Older Americans frown on the influence of big money on the presidential campaign. By overwhelming majorities, they think limiting the amount of money campaigns can spend would improve the political process. They say those who pay for attack ads should be publicly disclosed, as should outside groups that spend money on campaigns.
They are an idealistic lot. In reality, millions of dollars are flooding into primary states to buy negative TV ads, finance suspicious robo-calls and pay for misleading mail flyers.
In South Carolina, the campaigns of the presidential candidates have been outspent 2-to-1 by so-called Super PACs, political action committees that can accept unlimited contributions and spend the money as they see fit, often to trash candidates. A U.S. Supreme Court ruling in 2010 opened the door to corporations, nonprofits, unions and wealthy individuals to spend as much money as they wish on politics, undermining years of post-Watergate reforms. The Super PACs were born of that ruling.
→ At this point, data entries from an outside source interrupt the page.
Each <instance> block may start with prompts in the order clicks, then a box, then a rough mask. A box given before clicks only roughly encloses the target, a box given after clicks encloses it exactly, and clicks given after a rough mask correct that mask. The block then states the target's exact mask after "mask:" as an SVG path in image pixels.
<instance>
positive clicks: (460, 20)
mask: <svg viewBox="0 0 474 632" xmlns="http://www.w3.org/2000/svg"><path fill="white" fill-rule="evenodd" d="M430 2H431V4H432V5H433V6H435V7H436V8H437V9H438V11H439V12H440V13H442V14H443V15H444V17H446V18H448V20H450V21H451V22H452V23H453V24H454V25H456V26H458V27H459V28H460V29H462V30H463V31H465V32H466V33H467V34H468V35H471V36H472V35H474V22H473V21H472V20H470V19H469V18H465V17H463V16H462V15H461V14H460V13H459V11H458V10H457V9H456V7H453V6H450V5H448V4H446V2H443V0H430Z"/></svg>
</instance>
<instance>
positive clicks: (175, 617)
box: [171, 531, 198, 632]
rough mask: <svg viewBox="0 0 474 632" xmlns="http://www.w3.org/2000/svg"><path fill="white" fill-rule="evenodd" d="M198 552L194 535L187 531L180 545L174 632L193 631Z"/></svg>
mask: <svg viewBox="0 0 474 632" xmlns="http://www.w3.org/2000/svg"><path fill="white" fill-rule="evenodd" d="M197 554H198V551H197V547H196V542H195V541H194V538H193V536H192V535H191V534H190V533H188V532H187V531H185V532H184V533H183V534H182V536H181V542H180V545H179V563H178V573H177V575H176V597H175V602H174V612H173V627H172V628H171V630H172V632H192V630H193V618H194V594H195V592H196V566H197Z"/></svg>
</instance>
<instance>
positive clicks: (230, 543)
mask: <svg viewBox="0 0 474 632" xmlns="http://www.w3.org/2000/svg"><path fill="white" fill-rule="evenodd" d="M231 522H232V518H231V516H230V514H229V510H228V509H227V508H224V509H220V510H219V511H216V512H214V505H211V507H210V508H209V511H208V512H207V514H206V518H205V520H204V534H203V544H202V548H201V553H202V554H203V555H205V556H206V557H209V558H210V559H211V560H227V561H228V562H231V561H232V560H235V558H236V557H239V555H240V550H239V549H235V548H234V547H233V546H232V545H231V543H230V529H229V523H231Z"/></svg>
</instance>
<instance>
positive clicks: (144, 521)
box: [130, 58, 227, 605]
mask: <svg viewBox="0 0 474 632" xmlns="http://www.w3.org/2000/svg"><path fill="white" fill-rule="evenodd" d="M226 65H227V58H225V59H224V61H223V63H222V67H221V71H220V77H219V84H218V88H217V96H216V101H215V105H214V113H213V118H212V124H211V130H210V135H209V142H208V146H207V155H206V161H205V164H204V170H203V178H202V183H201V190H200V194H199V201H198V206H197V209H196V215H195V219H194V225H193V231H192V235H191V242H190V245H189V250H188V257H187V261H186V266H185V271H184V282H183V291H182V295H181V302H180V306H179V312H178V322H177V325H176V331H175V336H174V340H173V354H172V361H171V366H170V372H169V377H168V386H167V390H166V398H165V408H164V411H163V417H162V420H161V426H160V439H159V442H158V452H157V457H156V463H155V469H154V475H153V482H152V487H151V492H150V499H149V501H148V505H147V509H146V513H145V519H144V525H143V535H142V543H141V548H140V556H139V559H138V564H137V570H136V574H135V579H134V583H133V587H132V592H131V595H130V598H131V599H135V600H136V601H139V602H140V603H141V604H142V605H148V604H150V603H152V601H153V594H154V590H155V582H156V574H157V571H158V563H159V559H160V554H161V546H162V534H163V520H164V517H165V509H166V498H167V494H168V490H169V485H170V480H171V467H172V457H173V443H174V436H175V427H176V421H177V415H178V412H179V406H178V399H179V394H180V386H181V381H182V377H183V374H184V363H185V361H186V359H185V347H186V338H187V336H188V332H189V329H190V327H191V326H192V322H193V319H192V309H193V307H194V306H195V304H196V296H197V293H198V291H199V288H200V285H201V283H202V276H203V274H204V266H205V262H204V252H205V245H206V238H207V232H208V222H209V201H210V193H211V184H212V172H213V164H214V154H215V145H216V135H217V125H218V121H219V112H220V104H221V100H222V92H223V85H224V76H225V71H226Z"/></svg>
Thus, a Las Vegas casino mogul, Sheldon Adelson, can pour $5 million into a Super PAC that supports Newt Gingrich, although Adelson would be restricted to a fraction of that, $5,000, if he gave directly to Gingrich’s campaign. On the Democratic side, Hollywood producer Jeffrey Katzenberg gave $2 million to a pro-Obama Super PAC. These are just two examples.
These mega contributions come at a price.
“There are deep pockets on both sides of the aisle,” says Ed Bender, who runs the nonpartisan National Institute on Money in State Politics. “Wealthy interests come in and, because they can, write the big checks” that influence who is elected.
Voters should seek out unbiased information, Bender says. Check out his followthemoney.org website to find how political contributions play at the state level, and use the Center for Responsive Politics’ opensecrets.org for federal politics. An informed voter is a smart voter.